De leur côté, les entreprises de télécommunications travaillent à la transition depuis des années. La mise en œuvre de cette technologie se fera peut-être lentement, mais sûrement, tant pour les consommateurs que les entreprises. Il est donc essentiel de s’assurer que les équipes IT et la sécurité sont prêtes, car si l’équipe de supervision et de réponse aux incidents d’une grande entreprise n’est pas préparée au traitement des alertes IPv6, des événements critiques pourraient passer inaperçus.

Surtout, IPv6 est plus qu’une « simple adresse IP plus grande ». Le protocole est bien différent d’IPv4 et les réseaux nécessitent d’être repensés afin d’en optimiser l’architecture, tant pour les performances que pour la sécurité. Il existe un risque bien réel de commettre des erreurs de sécurité, d’exposer involontairement des ressources ou de s’appuyer sur des approches d’architecture héritées d’IPv4.

Logiciels et formation

Dans de nombreux cas, même les éditeurs de logiciels ne sont pas encore prêts pour IPv6 avec tous leurs produits. Certains produits technologiques et de sécurité sont prêts, mais d’autres n’ont pas encore atteint la parité fonctionnelle entre IPv6 et IPv4. Outre les risques que la technologie, notamment pour un pare-feu ou un WAF, ne soit pas prête, il est également très important de veiller à ce que les praticiens de la cybersécurité soient pleinement formés au nouveau protocole.

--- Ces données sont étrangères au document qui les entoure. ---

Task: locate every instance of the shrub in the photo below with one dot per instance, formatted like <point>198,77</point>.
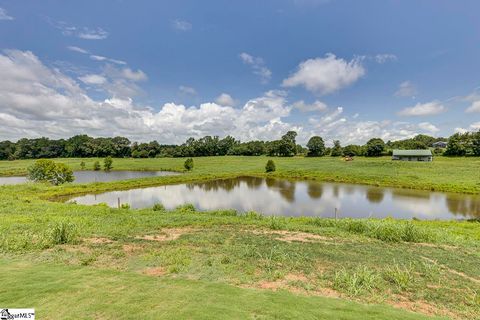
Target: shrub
<point>354,283</point>
<point>158,207</point>
<point>50,171</point>
<point>63,233</point>
<point>400,276</point>
<point>270,166</point>
<point>107,163</point>
<point>188,165</point>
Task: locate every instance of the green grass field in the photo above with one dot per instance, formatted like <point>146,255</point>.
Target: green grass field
<point>71,261</point>
<point>443,174</point>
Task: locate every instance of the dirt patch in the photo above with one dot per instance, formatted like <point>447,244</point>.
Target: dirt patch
<point>291,236</point>
<point>422,307</point>
<point>131,248</point>
<point>98,240</point>
<point>453,271</point>
<point>155,272</point>
<point>166,235</point>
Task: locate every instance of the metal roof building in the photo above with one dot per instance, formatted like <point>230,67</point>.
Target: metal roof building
<point>412,155</point>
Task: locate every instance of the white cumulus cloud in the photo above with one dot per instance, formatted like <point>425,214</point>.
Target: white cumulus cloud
<point>225,99</point>
<point>258,66</point>
<point>4,15</point>
<point>406,89</point>
<point>310,107</point>
<point>474,107</point>
<point>326,75</point>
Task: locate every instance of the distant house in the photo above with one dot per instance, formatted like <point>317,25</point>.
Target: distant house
<point>440,144</point>
<point>412,155</point>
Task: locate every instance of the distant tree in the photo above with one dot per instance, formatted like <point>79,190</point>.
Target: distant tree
<point>456,146</point>
<point>188,164</point>
<point>337,150</point>
<point>374,147</point>
<point>476,143</point>
<point>352,150</point>
<point>49,171</point>
<point>316,147</point>
<point>107,163</point>
<point>270,166</point>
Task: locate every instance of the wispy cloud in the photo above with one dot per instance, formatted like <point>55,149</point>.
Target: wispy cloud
<point>4,15</point>
<point>423,109</point>
<point>181,25</point>
<point>94,56</point>
<point>258,66</point>
<point>187,90</point>
<point>385,57</point>
<point>85,33</point>
<point>92,34</point>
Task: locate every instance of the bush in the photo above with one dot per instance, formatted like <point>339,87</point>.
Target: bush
<point>63,233</point>
<point>400,276</point>
<point>50,171</point>
<point>355,283</point>
<point>107,163</point>
<point>188,165</point>
<point>270,166</point>
<point>158,207</point>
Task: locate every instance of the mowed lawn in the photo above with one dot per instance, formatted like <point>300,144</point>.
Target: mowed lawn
<point>443,174</point>
<point>71,261</point>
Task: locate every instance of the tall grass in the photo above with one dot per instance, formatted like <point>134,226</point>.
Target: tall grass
<point>356,282</point>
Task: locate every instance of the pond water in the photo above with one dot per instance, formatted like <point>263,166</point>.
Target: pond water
<point>301,198</point>
<point>98,176</point>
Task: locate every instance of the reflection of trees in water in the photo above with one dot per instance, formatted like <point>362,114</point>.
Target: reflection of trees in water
<point>465,206</point>
<point>375,195</point>
<point>252,182</point>
<point>215,185</point>
<point>284,187</point>
<point>409,193</point>
<point>315,190</point>
<point>336,191</point>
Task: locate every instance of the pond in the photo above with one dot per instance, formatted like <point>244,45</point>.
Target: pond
<point>98,176</point>
<point>301,198</point>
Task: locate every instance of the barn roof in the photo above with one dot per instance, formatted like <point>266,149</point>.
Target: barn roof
<point>412,153</point>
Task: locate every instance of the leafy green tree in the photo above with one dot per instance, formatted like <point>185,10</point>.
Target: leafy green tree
<point>456,146</point>
<point>337,150</point>
<point>270,166</point>
<point>316,147</point>
<point>49,171</point>
<point>352,150</point>
<point>374,147</point>
<point>107,163</point>
<point>188,164</point>
<point>476,143</point>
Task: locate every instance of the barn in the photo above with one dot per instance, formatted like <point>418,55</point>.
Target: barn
<point>412,155</point>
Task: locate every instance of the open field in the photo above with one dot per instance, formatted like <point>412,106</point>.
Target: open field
<point>74,261</point>
<point>443,174</point>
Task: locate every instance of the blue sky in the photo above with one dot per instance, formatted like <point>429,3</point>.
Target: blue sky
<point>347,70</point>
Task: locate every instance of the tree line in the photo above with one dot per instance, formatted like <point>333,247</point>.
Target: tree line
<point>82,146</point>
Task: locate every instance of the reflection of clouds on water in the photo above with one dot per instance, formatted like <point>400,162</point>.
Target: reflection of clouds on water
<point>281,197</point>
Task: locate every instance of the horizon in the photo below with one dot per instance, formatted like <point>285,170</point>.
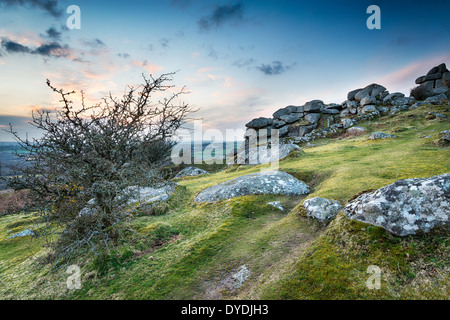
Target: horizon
<point>239,60</point>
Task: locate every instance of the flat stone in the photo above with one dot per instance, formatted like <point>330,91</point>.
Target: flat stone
<point>272,182</point>
<point>406,207</point>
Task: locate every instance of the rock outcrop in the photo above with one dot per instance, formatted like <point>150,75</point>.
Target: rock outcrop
<point>272,182</point>
<point>276,204</point>
<point>406,207</point>
<point>435,82</point>
<point>315,119</point>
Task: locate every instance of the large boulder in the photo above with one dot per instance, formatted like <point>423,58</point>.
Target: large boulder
<point>322,209</point>
<point>446,79</point>
<point>287,110</point>
<point>312,117</point>
<point>300,131</point>
<point>437,78</point>
<point>291,117</point>
<point>373,90</point>
<point>272,182</point>
<point>351,94</point>
<point>314,106</point>
<point>405,207</point>
<point>392,96</point>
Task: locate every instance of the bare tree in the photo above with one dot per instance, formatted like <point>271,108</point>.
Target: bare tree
<point>97,152</point>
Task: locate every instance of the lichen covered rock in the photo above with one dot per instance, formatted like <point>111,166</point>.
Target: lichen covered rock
<point>271,182</point>
<point>405,207</point>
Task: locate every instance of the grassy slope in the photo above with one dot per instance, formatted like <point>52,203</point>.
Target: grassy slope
<point>191,250</point>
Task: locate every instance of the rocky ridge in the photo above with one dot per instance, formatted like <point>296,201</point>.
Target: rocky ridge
<point>315,119</point>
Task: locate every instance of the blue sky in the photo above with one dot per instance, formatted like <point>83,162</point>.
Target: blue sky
<point>239,59</point>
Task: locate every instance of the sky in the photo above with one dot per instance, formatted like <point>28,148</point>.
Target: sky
<point>238,59</point>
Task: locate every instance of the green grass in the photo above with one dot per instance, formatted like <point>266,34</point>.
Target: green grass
<point>186,250</point>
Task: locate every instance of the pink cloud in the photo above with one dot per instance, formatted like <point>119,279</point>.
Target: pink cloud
<point>150,67</point>
<point>404,78</point>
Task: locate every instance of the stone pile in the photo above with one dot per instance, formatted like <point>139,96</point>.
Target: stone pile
<point>437,79</point>
<point>316,119</point>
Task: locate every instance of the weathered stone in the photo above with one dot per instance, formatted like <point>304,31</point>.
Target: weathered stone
<point>381,135</point>
<point>344,113</point>
<point>402,100</point>
<point>406,207</point>
<point>278,123</point>
<point>190,171</point>
<point>347,123</point>
<point>314,106</point>
<point>372,90</point>
<point>420,80</point>
<point>280,112</point>
<point>322,209</point>
<point>367,101</point>
<point>272,182</point>
<point>300,131</point>
<point>297,109</point>
<point>312,117</point>
<point>439,99</point>
<point>329,111</point>
<point>259,123</point>
<point>446,79</point>
<point>292,117</point>
<point>369,109</point>
<point>383,110</point>
<point>349,104</point>
<point>434,76</point>
<point>356,131</point>
<point>438,69</point>
<point>392,96</point>
<point>351,94</point>
<point>283,131</point>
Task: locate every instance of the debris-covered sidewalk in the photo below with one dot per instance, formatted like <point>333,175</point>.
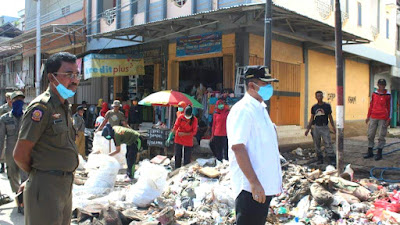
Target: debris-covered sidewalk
<point>200,193</point>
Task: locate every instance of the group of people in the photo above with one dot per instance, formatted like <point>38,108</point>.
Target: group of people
<point>378,120</point>
<point>45,148</point>
<point>186,129</point>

IPv6 comporte de nouveaux concepts qu’il faut bien comprendre et il n’est pas rare de le trouver utilisé de façon désinvolte dans un réseau sans que les contrôles soient correctement mis à jour. Il est également fréquent de voir IPv6 s’autoconfigurer sur un réseau ou être utilisé en association avec des applications Microsoft ou des services d’OS sans que l’équipe de sécurité en ait connaissance.

Un autre aspect essentiel à prendre en compte est le manque croissant de professionnels de la sécurité qualifiés et les nombreuses tâches quotidiennes qui doivent être effectuées. Les praticiens de la sécurité sont rares dans le monde, mais ceux qui ont de l’expérience dans ce domaine spécifique le sont encore plus.

En outre, les grandes organisations disposent généralement d’équipes de sécurité importantes et ont la capacité d’investir davantage dans des projets informatiques tels que la transition vers IPv6, mais ce n’est pas le cas des PME. Le fait que même les grandes entreprises ne soient pas encore prêtes donne un aperçu de l’ampleur du problème, tout au long des chaînes logistiques.

Quelle est la prochaine étape ?

Il ne fait aucun doute que la transition vers IPv6 est un processus douloureux pour de nombreuses organisations, mais tout le monde va devoir en passer par là. Il est important que les entreprises aillent de l’avant avec leurs déploiements IPv6, car il y a déjà un volume surprenant de trafic IPv6 qui circule dans nos réseaux et sur Internet. Les entreprises doivent également veiller à ce que le fait qu’IPv6 ne soit pas perçu comme un sujet pressant,  n'entraîne pas que son utilisation se développe sans qu’on lui accorde moins d’attention qu’elle ne le mérite.